To Browne, that kind of disclosure is highly inappropriate. First, it’s a betrayal of the cardinal rule that what happens in the training room is not for public consumption. Secondly, Werdum’s recollection is inaccurate.
"Yeah, it ticked me off a little because I pride myself on being an honest person," he told FOX Sports. "He made it seem like he sent me home crying or something. It was nothing of the sort. Not one bit at all, whatsoever. So I don’t understand where he’s going with it. If you’re going to say stuff to the media just to get a little bit of attention, I don’t understand that kind of person."
So what did happen in those early training sessions? Browne says at the time he first trained with Werdum, he was just months into his pro career. They did a couple of sparring rounds at the Affliction warehouse.
A short time later, they met up at the Reign Training Center and worked out a few times, both sparring and ground work.
"At the time I was happy to get in there and mix it up," he said. "I used those opportunities to see where I was at as far as sparring, the groundwork and stuff. For me, it was a great way to judge where I was because at the time Werdum was fighting in Strikeforce, and I remember thinking, ‘Oh, I can hang with that guy. I do well against him.’ I was excited."
That’s far from Werdum’s recollection, of course. When asked if Werdum ever submitted him in training, Browne says no.
"That’s why I don’t understand why anything was said at all," he said. "And also, it was 4 1/2 years ago. If you look at me 4 1/2 years ago and look at me now, it’s two different people. In the fight world, I’m three times the fighter I was back then. It doesn’t make sense to me. If you’re fighting in 2014 but you’re living back in 2010, you’ve got some serious issues."
He has indeed come a long way. When Browne began his fight career, he was a 26-year-old rookie who had almost zero martial arts experience. To predict he would rise into the top five within five years would have been laughable, a long shot bet. Yet his combination of athleticism, power and improvisational ability have helped him surge up the rankings and put him within a single win of challenging for the heavyweight championship.
It’s a journey that has challenged him both physically and mentally. He candidly admits that he’s questioned himself at times, only reaching full confidence after surviving Overeem’s onslaught and knocking him out in the same round.
Imbued with that faith, Browne destroyed Josh Barnett in just 60 seconds, capping off a perfect 3-0 year in 2013 that put him into the hunt.
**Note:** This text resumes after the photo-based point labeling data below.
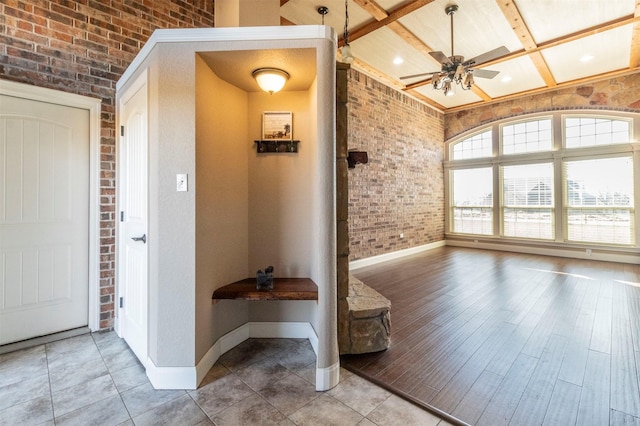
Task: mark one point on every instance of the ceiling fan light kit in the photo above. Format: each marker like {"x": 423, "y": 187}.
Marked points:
{"x": 455, "y": 69}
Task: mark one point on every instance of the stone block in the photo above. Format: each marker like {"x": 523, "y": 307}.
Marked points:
{"x": 369, "y": 320}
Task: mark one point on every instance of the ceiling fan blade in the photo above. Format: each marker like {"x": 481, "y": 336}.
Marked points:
{"x": 487, "y": 56}
{"x": 440, "y": 57}
{"x": 485, "y": 73}
{"x": 404, "y": 77}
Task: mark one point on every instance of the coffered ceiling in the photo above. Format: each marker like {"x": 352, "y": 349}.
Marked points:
{"x": 552, "y": 43}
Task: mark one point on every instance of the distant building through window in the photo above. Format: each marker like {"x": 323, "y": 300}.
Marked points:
{"x": 516, "y": 180}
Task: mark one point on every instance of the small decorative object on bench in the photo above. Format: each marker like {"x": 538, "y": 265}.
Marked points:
{"x": 264, "y": 280}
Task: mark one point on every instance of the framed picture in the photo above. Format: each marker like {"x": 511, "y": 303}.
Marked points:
{"x": 277, "y": 125}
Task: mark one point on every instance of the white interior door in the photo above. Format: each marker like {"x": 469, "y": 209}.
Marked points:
{"x": 44, "y": 218}
{"x": 132, "y": 201}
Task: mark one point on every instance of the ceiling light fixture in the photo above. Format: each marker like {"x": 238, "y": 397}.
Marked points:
{"x": 271, "y": 80}
{"x": 347, "y": 57}
{"x": 323, "y": 10}
{"x": 455, "y": 69}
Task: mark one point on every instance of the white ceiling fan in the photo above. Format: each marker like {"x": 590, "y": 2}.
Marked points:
{"x": 455, "y": 69}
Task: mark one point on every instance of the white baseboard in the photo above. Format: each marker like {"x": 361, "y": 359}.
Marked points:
{"x": 361, "y": 263}
{"x": 574, "y": 252}
{"x": 327, "y": 378}
{"x": 190, "y": 377}
{"x": 171, "y": 377}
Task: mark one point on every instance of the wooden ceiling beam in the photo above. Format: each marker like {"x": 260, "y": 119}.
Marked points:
{"x": 616, "y": 23}
{"x": 513, "y": 16}
{"x": 379, "y": 13}
{"x": 393, "y": 16}
{"x": 634, "y": 61}
{"x": 578, "y": 82}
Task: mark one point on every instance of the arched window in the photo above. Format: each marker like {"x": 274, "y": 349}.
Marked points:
{"x": 561, "y": 178}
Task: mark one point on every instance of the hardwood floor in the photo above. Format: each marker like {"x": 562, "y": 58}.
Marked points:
{"x": 495, "y": 338}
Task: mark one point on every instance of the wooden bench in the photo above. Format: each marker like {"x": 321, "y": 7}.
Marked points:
{"x": 283, "y": 289}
Now comes Werdum, who since the midpoint of 2012 has fought a total of one time, giving away a portion of his career to inactivity due to a stint on TUF: Brazil.
Browne sees his busy schedule as one of the reasons for his growth and success, and wonders whether Werdum has kept pace. But even that is mostly meaningless to him. All he can think about is his own here and now, and the matchup he’s soon to walk into. Even if there is a past between them, it has no bearing past a few words that shouldn’t have been publicly uttered.
"I guess when there’s a little bit of a history between two fighters it makes people want to watch more. I can understand that. It can be interesting. What has he done differently? What have I done differently. Where are we at in our careers? Why do we think we deserve to fight for the UFC championship? But at the end of the day, as far as him getting into my head, good luck. Saying stuff like that isn’t going to make me fight one way or another. It’s kind of comical to me. I don’t need that to motivate me. I learned in fighting Overeem and Barnett that I’m one of the best in the world. I just have to go out there and perform."